Shou smiled, feeling an overwhelming sense of love overtaking him. The heart monitor picked up speed by a barely noticeable fraction of a second. “How’d you get cleaned up? I remember bleeding all over you,” Shou hummed.
“Ah, you do remember what happened?” Ritsu tightened his hold on his friend’s waist.
“Yah… It’s a little foggy, but yah,” Shou nuzzled Ritsu’s hair again, fingers threading through the hairs at his nape. “Can we talk about it later?” His voice was quiet; Shou felt small.
Ritsu tangled their legs together, pressing their bodies flush together. “Yes. Of course, yes.” Ritsu hummed, rubbing slightly up and down Shou’s sides in a soothing motion. Shou curled in further.

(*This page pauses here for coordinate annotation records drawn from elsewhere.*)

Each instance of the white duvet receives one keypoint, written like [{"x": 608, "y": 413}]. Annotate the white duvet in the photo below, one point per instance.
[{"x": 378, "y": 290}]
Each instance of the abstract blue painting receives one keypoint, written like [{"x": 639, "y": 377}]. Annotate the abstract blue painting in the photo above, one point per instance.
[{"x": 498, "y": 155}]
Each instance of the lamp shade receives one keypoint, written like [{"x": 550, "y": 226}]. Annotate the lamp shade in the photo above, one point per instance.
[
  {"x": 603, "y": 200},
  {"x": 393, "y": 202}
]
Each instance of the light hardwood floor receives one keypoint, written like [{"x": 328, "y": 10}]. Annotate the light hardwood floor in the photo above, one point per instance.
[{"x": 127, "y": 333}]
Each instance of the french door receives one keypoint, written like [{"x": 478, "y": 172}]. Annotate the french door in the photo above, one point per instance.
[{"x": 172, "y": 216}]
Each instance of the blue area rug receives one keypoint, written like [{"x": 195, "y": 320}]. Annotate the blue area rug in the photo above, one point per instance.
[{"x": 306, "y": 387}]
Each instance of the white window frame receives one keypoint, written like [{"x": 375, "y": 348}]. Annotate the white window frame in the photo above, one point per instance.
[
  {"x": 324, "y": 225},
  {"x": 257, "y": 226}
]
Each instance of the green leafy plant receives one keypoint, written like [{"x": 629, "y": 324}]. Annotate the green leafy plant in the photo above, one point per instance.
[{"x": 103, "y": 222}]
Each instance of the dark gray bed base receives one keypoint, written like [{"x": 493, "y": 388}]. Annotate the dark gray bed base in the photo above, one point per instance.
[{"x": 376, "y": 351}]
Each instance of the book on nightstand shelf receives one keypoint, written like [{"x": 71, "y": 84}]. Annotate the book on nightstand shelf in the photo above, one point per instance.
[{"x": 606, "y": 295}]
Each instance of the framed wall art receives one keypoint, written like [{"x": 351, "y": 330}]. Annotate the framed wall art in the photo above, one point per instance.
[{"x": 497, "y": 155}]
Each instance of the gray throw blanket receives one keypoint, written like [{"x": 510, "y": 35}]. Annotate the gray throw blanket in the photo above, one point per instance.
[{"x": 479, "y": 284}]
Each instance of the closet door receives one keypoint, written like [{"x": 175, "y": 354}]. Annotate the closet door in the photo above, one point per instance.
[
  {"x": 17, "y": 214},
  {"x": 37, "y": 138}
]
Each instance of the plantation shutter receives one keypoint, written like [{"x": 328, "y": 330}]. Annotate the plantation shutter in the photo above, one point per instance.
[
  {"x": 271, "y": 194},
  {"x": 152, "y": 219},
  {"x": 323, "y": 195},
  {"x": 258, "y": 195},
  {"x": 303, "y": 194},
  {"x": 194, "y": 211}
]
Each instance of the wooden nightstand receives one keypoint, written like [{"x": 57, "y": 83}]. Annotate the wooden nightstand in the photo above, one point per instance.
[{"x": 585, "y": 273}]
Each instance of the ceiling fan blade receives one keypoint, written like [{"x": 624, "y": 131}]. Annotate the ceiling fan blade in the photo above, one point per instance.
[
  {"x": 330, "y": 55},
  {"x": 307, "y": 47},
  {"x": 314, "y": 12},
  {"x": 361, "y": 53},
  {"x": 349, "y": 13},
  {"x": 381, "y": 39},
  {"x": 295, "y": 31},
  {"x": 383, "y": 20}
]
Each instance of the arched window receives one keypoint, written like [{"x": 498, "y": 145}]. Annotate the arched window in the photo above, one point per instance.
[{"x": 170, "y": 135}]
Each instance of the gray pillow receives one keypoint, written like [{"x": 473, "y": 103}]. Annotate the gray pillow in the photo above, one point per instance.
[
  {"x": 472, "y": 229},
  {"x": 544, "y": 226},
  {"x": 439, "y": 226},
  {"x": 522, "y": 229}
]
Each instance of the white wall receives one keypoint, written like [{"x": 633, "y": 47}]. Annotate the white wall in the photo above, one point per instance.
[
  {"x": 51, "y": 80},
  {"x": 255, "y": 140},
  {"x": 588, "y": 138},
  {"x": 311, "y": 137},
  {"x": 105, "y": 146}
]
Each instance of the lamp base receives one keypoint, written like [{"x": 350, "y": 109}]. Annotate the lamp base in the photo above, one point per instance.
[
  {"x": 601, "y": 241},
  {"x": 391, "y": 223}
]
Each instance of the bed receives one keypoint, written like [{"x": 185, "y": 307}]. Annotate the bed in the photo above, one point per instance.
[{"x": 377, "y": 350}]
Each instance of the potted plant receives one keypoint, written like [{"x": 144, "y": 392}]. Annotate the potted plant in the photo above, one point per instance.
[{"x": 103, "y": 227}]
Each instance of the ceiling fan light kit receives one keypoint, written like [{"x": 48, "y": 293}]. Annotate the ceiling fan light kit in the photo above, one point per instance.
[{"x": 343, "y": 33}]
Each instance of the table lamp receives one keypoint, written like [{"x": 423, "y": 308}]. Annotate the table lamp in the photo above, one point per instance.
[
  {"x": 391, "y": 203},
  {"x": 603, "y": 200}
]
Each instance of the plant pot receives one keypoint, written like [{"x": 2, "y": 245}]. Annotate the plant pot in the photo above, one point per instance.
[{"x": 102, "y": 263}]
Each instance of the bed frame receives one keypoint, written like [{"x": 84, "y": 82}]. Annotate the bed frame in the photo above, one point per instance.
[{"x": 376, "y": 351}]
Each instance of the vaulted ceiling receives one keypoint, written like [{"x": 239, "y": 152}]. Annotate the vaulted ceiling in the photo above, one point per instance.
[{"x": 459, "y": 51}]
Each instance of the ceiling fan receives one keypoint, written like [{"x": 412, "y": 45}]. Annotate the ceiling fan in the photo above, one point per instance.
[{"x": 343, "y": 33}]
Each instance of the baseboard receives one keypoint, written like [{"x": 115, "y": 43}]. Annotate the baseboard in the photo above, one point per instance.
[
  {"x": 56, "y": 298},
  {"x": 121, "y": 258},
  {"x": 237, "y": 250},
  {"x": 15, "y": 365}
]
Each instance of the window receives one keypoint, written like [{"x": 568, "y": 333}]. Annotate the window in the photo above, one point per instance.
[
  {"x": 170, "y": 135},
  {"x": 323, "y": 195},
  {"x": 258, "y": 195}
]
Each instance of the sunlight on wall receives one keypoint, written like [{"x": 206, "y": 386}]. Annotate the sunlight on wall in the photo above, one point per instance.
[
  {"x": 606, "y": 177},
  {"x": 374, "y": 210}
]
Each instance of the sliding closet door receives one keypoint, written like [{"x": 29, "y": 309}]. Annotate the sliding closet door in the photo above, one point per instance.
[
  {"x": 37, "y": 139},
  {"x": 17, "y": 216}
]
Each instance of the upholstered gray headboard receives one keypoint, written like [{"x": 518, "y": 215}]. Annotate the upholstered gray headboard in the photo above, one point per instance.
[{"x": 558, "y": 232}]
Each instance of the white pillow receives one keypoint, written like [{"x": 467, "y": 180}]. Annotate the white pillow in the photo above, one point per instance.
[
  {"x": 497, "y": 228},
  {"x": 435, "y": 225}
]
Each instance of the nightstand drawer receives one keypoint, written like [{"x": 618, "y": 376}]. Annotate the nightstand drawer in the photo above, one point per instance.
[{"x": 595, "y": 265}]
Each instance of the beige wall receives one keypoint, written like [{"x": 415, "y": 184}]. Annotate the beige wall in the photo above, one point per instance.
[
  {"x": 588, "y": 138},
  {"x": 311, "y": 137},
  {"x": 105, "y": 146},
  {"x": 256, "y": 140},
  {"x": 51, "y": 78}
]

“I rinsed off in the shower in the bathroom here,” Ritsu pointed to the door attached to Shou’s hospital room. Shou hummed in understanding.
“Are we stuck at the hip forever now?” Shou joked. As if we weren’t already, he thought.
“We’re trauma bonded now, you can’t get rid of me,” Ritsu teased.
Shou smiled, pressing his cheek to Ritsu’s head. “I beat you unconscious the first time we met, we’ve been trauma bonded.”
Ritsu laughed, “You’re forgiven.” He tucked his face to Shou’s chest. “Nap?”
“Yah… That sounds good. Now that I don’t have to worry about not waking up,” Shou huffed.
“Yah,” Ritsu’s voice was thick again with choked back tears. “I love you,” he barely whispered into the fabric of Shou’s shirt. The heart monitor picked up speed once more.
“I love you too,” Shou admitted, holding Ritsu tightly and Ritsu held him back. His angel—his savior, his everything, all his. They drifted off tangled together, practically fused together as one. A pair of binary stars that were finally wrapped up in one another again.
The heart monitor soothed into a steady beep. Beep. Beep.